L’éclairage du Conseil d’Etat concernant l’obligation de fixer un maximum aux accords-cadres
Le Conseil d’État, dans une décision du 28 janvier 2022 (CE, 28 janvier 2022, n°456418, mentionné aux tables), s’inscrit dans la lignée de l’arrêt Simonsen de la Cour de justice de l’Union européenne (CJCE) du 17 juin 2021 en affirmant que la passation d’un accord-cadre sans maximum est entachée d’un manquement aux obligations de publicité et de mise en concurrence.
Dans l’arrêt Simonsen, la Cour de justice a indiqué que les dispositions de la directive marchés publics 2014/24/UE du 26 février 2014 imposaient que soit portée à la connaissance l’estimation du maximum en quantité et/ou en valeur des prestations à réaliser. Une telle estimation est nécessaire aux opérateurs économiques pour leur permettre de calibrer au mieux leur offre. Par conséquent, l’absence de cet élément considéré désormais comme essentiel est un manquement sérieux aux obligations de publicité et de mise en concurrence.
Le Conseil d’Etat, dans sa décision du 28 janvier 2022, vient apporter un éclairage important concernant l’articulation entre la jurisprudence Simonsen et le décret n°2021-111 du 23 août 2021. Ce dernier avait intégré un nouvel article R. 2162-4 du code de la commande publique qui imposait de fixer un maximum pour les accords-cadres, cette règle ne s’appliquant que pour les procédures de passation initiées depuis le 1er janvier 2022.
Or, la Cour de justice de l’Union européenne avait affirmé le 17 juin 2021 que la règle était applicable immédiatement, « sans prévoir une application différée dans le temps ».

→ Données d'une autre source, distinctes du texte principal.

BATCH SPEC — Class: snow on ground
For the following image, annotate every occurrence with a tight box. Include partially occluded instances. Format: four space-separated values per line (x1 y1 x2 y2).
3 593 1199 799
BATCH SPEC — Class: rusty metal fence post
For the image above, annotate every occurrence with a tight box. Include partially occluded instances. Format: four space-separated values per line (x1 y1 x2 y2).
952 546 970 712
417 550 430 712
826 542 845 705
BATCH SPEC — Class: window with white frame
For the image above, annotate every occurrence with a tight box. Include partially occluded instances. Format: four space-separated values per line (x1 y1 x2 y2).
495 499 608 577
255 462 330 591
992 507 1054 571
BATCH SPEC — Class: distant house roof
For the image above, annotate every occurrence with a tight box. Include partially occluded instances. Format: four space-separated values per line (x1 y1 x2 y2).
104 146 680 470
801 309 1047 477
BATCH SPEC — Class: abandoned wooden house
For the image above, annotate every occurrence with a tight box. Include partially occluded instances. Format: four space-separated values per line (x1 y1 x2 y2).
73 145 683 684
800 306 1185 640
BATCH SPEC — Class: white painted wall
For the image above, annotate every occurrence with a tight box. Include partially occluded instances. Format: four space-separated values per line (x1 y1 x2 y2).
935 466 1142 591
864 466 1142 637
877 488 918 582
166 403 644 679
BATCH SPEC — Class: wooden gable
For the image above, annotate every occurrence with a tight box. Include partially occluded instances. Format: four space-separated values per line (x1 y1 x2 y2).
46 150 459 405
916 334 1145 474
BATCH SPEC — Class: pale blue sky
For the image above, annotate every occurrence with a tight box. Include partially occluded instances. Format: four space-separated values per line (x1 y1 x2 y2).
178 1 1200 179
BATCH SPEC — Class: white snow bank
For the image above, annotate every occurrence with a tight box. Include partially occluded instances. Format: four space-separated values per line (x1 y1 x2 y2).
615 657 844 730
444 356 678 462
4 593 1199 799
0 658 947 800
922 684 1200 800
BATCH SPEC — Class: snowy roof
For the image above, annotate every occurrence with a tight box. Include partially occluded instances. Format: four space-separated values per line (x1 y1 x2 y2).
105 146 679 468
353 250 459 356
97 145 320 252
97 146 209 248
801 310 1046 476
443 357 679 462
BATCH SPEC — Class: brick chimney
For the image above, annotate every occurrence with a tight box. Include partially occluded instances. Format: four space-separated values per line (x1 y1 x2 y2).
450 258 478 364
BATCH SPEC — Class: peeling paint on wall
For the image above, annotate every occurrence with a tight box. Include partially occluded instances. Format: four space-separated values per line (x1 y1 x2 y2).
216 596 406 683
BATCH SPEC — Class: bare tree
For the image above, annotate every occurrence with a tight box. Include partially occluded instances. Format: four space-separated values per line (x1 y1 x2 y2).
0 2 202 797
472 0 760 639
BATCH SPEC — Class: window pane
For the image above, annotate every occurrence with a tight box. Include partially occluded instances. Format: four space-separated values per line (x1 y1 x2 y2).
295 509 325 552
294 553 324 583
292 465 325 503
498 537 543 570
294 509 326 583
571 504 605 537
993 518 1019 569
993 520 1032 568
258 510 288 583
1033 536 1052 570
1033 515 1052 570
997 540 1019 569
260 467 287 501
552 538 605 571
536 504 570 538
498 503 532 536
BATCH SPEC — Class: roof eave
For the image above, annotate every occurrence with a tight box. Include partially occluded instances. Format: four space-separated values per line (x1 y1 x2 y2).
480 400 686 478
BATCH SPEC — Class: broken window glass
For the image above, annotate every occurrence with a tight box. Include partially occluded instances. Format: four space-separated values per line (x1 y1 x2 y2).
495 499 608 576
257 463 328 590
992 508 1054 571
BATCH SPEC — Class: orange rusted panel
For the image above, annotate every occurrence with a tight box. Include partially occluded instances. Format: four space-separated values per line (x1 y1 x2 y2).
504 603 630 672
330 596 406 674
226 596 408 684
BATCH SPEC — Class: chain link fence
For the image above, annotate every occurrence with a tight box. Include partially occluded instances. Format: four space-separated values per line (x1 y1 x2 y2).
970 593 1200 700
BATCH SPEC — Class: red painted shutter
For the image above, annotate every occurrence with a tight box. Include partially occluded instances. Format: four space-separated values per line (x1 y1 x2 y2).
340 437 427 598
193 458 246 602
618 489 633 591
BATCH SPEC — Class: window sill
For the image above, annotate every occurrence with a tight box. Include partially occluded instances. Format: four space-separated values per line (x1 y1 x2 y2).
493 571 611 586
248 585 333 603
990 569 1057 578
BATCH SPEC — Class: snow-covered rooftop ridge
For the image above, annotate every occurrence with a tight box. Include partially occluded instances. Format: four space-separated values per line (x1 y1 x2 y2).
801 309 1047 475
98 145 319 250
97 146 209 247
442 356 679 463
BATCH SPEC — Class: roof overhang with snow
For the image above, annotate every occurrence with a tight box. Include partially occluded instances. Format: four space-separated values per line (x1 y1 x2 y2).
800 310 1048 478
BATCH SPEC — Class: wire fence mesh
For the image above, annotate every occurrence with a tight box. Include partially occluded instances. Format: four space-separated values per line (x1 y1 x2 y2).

Dans l’affaire venue devant le Conseil d’Etat le 28 janvier 2022 (pourvoi suite à un jugement en référé précontractuel), l’avis d’appel public à la concurrence avait été publié par le pouvoir adjudicateur les 8 et 21 mai 2021, soit avant la jurisprudence Simonsen de la CJUE, et de facto avant le décret n°2021-111 du 23 août 2021. Le Conseil d’Etat devait donc se prononcer sur le régime applicable à ces procédures lancées avant cette jurisprudence.
Le Conseil d’Etat confirme la jurisprudence Simonsen, à savoir que la procédure litigieuse relevait du champ d’application de la directive 2014/24/UE du 26 février 2014 et que la règle de fixation d’un maximum à l’accord-cadre s’appliquait, peu importe que la procédure de passation ait été initiée avant la décision.
Ce faisant, le Conseil d’Etat donne une portée limitée au différé d’application introduit par le décret n°2021-111 du 23 août 2021 qui n’a, en conséquence, d’effet qu’à l’égard des marchés hors champ de la directive 2024/14/UE.